Pro-Trump 'free speech' app GETTR now a hotbed for Islamic State supporters - report

The only IS members still alive are "keyboard warriors hiding in caves", says GETTR's founder.
The only IS members still alive are "keyboard warriors hiding in caves", says GETTR's founder. Photo credit: Supplied

GETTR, the new so-called free speech social media app launched by a senior adviser to Donald Trump, has become a hotbed for Islamic terrorism, according to Politico.

This isn't the first problem for the Twitter-like platform, created by Jason Miller. It was briefly hacked soon after it was launched last month and flooded with anime porn and pictures of old men in underpants.

And now terrorist propaganda from Islamic State (IS) supporters is prevalent on the platform, including "graphic videos of beheadings, viral memes that promote violence against the West and even memes of a militant executing Trump in an orange jumpsuit similar to those used in Guantanamo Bay", reports Politico.

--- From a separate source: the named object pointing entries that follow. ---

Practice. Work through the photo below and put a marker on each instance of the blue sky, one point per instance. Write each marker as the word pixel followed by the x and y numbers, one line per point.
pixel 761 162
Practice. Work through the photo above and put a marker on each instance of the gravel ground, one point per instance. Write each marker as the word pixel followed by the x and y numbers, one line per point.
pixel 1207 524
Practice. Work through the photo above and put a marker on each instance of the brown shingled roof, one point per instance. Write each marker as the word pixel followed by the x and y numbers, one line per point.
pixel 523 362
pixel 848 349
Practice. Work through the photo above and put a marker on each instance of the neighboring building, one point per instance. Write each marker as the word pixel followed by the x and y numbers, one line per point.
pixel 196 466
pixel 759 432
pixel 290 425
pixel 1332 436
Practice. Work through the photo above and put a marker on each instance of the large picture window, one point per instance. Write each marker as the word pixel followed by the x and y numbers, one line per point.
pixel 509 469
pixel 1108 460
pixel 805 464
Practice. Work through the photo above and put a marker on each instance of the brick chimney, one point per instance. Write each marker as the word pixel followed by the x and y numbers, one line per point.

The app was set up after several right-wing figures like reality TV star Trump were booted off mainstream social media platforms for breaking their rules. GETTR has a mission of "fighting cancel culture, promoting common sense, defending free speech, challenging social media monopolies, and creating a true marketplace of ideas."

And it's that dedication to free speech that seems to have attracted the pro-IS content.

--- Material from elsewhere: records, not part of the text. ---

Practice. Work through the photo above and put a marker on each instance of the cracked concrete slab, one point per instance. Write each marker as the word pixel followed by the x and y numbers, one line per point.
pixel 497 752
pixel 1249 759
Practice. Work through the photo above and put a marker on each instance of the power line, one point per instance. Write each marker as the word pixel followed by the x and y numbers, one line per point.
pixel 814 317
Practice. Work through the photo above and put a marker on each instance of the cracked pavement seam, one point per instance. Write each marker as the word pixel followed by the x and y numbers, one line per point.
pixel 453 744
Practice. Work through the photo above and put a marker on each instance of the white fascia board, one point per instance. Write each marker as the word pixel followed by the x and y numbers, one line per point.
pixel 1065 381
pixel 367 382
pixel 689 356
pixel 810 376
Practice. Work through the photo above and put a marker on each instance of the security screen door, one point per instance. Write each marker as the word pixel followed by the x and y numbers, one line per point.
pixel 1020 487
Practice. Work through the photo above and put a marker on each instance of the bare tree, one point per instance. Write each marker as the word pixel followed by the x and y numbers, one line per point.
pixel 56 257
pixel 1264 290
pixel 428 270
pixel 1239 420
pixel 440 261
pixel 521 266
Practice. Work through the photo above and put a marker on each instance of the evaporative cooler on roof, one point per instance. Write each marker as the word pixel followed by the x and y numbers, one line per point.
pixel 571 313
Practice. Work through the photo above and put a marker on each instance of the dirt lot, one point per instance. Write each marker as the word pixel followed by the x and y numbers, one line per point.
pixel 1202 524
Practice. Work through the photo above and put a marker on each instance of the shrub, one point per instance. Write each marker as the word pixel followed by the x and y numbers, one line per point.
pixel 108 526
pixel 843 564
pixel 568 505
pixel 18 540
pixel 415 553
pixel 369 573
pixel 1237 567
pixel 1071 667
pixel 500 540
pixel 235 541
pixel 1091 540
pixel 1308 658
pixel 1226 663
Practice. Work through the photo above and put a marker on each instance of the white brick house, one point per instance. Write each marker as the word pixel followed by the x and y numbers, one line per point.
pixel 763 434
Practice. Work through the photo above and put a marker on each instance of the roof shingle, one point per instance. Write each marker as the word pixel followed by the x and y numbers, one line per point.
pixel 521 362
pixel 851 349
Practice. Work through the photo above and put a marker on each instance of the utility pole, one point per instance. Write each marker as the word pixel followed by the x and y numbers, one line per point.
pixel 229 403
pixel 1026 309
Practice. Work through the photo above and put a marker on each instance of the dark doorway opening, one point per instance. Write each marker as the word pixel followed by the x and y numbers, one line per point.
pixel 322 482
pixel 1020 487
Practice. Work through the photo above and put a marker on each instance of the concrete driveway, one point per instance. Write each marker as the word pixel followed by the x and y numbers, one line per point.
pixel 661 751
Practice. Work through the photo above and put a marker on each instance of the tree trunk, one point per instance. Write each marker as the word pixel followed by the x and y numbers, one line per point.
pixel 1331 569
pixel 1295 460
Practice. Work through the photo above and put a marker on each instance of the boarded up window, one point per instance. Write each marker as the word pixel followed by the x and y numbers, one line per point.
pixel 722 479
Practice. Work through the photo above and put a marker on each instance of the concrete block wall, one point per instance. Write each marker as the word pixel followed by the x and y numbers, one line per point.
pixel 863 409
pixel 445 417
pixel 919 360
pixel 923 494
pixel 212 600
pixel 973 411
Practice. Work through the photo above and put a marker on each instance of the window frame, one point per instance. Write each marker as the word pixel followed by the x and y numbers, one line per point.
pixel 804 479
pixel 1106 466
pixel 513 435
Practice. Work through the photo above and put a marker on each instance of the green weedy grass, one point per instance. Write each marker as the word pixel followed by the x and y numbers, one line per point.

Moustafa Ayad, who works at online extremism think tank the Institute for Strategic Dialogue, says IS was very quick to exploit GETTR.

"On Facebook, there was on one of these accounts that I follow that is known to be IS, which said 'Oh, Trump announced his new platform. Inshallah, all the mujahideen will exploit that platform'," he told Politico.

"The next day, there were at least 15 accounts on GETTR that were IS."

Miller, in a statement on the platform, said the only IS members "still alive are keyboard warriors hiding in caves and eating dirt cookies".

"IS is trying to attack the MAGA moment because President Trump wiped them off the face of the earth, destroying the Caliphate in less than 18 months," he wrote.

But the posts seem to be a test to see if extremism content can bypass GETTR's content moderation, according to experts. A system, Miller says, that is "robust and proactive that removes prohibited content".

Unfortunately that doesn't appear to be true with many of the IS-linked accounts and videos still active days after Politico submitted requests for comment.